18. L'expérience de Vanderbilt sur le fer radioactif
Entre 1945 et 1949, des centaines de femmes enceintes suivies à l’hôpital universitaire de Vanderbilt ont participé à des recherches visant à étudier l’assimilation du fer par l’organisme pendant la grossesse. Environ 829 femmes ont ingéré du fer-59 radioactif au cours de ces études, ce qui a permis aux chercheurs de suivre le métabolisme du fer à différents stades de la grossesse. Les dossiers et les procédures judiciaires qui ont suivi ont soulevé de sérieuses inquiétudes quant au fait que les participantes n’avaient pas été suffisamment informées de la nature radioactive de la substance ni du caractère non thérapeutique de la recherche. Le fait d’avoir utilisé des femmes enceintes et leurs fœtus en développement dans le cadre de recherches sur les rayonnements sans leur fournir toutes les informations nécessaires a rendu cet épisode particulièrement troublant, même au regard des normes qui émergeaient pendant l’après-guerre.

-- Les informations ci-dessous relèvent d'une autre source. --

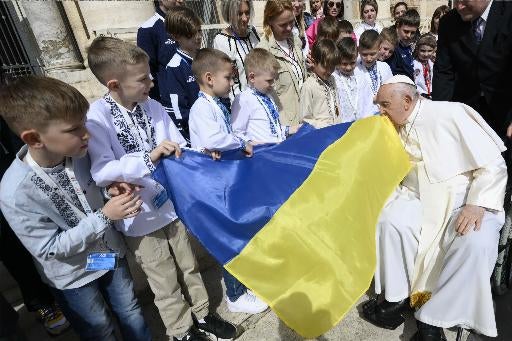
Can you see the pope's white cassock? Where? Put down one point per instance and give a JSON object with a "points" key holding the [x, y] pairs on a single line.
{"points": [[456, 160]]}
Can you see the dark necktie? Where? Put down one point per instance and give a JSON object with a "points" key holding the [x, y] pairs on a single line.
{"points": [[478, 30]]}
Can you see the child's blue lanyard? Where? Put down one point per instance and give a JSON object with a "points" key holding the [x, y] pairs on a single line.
{"points": [[226, 115], [271, 111]]}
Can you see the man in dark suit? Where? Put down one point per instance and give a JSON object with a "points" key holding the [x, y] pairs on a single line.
{"points": [[474, 60]]}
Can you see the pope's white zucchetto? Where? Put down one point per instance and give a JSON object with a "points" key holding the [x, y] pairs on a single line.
{"points": [[399, 79]]}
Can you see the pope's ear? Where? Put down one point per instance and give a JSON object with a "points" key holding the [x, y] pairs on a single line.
{"points": [[113, 85]]}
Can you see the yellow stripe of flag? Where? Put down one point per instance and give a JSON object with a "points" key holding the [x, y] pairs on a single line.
{"points": [[316, 256]]}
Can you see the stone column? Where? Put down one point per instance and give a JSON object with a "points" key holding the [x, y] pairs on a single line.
{"points": [[55, 41]]}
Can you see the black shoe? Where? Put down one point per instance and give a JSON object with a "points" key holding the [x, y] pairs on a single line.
{"points": [[193, 335], [385, 314], [215, 325], [426, 332]]}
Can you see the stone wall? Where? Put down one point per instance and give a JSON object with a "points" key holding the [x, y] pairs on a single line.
{"points": [[63, 30]]}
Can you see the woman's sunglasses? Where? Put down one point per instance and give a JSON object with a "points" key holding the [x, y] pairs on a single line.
{"points": [[331, 4]]}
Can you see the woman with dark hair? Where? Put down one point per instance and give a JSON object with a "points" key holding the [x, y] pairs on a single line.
{"points": [[278, 39], [238, 39], [369, 10], [434, 23], [332, 8], [399, 9]]}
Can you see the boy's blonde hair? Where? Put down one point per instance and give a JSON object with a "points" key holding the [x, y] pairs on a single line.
{"points": [[208, 60], [182, 22], [34, 102], [259, 60], [426, 39], [109, 56], [369, 39], [388, 34]]}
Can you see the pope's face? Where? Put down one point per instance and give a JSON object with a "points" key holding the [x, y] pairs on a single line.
{"points": [[393, 104]]}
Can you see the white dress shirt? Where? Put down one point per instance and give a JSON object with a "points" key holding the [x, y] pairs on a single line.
{"points": [[116, 155], [209, 128], [251, 119]]}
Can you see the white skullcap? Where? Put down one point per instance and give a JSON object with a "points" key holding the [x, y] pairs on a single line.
{"points": [[399, 79]]}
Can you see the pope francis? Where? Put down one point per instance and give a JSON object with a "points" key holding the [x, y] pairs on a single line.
{"points": [[437, 236]]}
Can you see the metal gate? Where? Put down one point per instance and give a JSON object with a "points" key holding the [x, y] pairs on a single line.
{"points": [[14, 59]]}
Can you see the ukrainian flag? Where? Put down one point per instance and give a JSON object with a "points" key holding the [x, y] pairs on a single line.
{"points": [[296, 222]]}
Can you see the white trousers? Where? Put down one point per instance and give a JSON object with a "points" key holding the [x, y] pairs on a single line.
{"points": [[463, 293]]}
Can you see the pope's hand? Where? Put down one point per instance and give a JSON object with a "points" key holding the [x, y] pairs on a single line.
{"points": [[469, 217], [509, 131]]}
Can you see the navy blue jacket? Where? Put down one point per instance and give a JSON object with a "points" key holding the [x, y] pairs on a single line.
{"points": [[401, 61], [178, 90], [154, 39]]}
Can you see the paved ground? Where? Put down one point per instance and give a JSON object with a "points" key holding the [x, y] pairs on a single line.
{"points": [[265, 326], [268, 327]]}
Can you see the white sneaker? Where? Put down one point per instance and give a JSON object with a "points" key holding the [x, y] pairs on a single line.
{"points": [[248, 304]]}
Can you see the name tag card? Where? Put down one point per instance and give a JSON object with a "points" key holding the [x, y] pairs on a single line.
{"points": [[97, 261]]}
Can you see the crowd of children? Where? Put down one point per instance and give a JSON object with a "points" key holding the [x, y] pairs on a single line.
{"points": [[164, 96]]}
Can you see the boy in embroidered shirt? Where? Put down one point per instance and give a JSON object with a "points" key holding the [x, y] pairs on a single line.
{"points": [[211, 131], [401, 61], [355, 95], [318, 98], [178, 86], [374, 71], [423, 65], [388, 42], [255, 114], [129, 134], [55, 209]]}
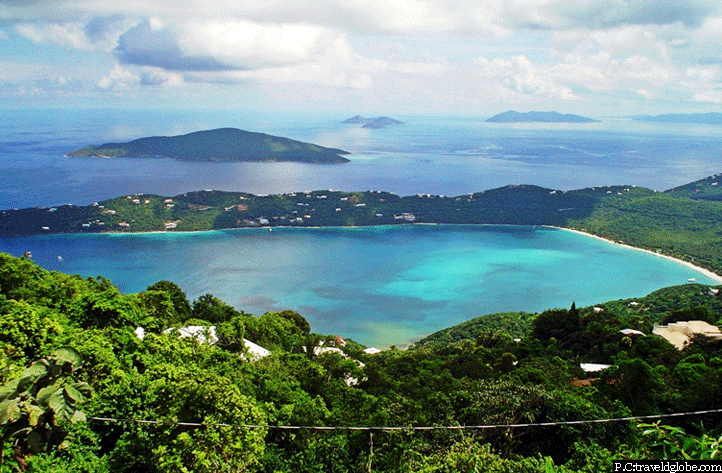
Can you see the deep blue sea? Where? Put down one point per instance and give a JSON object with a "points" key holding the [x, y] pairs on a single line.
{"points": [[382, 286]]}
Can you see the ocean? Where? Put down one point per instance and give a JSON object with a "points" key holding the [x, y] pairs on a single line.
{"points": [[382, 286]]}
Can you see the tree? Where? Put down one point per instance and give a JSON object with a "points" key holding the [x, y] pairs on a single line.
{"points": [[183, 310], [34, 406]]}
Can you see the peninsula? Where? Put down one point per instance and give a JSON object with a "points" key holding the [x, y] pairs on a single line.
{"points": [[375, 123], [222, 145], [684, 222], [543, 117]]}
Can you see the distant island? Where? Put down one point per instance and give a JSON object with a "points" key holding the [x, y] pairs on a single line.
{"points": [[222, 145], [379, 122], [711, 118], [544, 117]]}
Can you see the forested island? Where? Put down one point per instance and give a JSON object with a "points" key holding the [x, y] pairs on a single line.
{"points": [[375, 123], [222, 144], [684, 222], [710, 118], [96, 380], [513, 116]]}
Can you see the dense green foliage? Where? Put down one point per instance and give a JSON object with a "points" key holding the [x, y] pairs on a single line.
{"points": [[222, 144], [685, 222], [466, 375]]}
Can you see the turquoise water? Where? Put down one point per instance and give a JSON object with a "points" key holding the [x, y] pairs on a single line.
{"points": [[379, 286]]}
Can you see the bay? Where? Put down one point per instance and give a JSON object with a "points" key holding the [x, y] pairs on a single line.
{"points": [[380, 286]]}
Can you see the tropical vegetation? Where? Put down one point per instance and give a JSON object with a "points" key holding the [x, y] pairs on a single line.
{"points": [[84, 389]]}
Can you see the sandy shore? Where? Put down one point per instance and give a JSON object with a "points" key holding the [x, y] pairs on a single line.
{"points": [[704, 271]]}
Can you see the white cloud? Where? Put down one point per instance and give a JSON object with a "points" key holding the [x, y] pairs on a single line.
{"points": [[242, 44], [119, 80], [523, 77]]}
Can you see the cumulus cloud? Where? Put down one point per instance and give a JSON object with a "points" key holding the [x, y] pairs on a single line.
{"points": [[97, 33], [119, 80], [146, 45], [520, 75], [598, 14]]}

19. Les expériences d'Harry Harlow sur la privation maternelle
Les recherches menées par le psychologue Harry Harlow sur des singes rhésus ont joué un rôle déterminant dans la mise en évidence de l’importance de l’affection et de l’attachement social, mais certaines de ses méthodes expérimentales ont infligé une grave détresse psychologique aux animaux. Des singes nouveau-nés ont été séparés de leur mère et, dans certaines études, élevés par des mères de substitution artificielles ou soumis à de longues périodes d’isolement social. Les chercheurs ont observé des comportements anormaux, des troubles du développement social et des signes de détresse profonde chez les singes privés de relations sociales normales. Ces travaux ont largement contribué à l’étude de l’attachement, mais le fait qu’ils aient délibérément provoqué une souffrance profonde a fait des recherches de Harlow l’un des chapitres les plus controversés de l’histoire de la psychologie animale.
20. Les expériences sur l'impuissance acquise menées sur des chiens
Dans le cadre de recherches qui ont contribué à établir le concept d’impuissance acquise dans les années 1960, des psychologues, dont Martin Seligman et Steven Maier, ont soumis des chiens à des chocs électriques dans différentes conditions. Certains animaux pouvaient effectuer une action permettant de mettre fin aux chocs, tandis que d’autres subissaient des chocs sur lesquels ils n’avaient aucun contrôle, ce qui a permis aux chercheurs d’étudier comment un stress incontrôlable affectait leurs tentatives ultérieures de fuite. Lorsqu’ils ont ensuite été placés dans des situations où il était possible de s’échapper, certains chiens ayant subi des chocs incontrôlables sont restés passifs au lieu d’essayer de s’enfuir. Ces recherches ont eu une grande influence en psychologie, mais le fait de soumettre délibérément des animaux à des chocs électriques inévitables et répétés ainsi qu’à un stress intense susciterait aujourd’hui de sérieuses préoccupations éthiques au regard des attentes actuelles en matière de bien-être animal.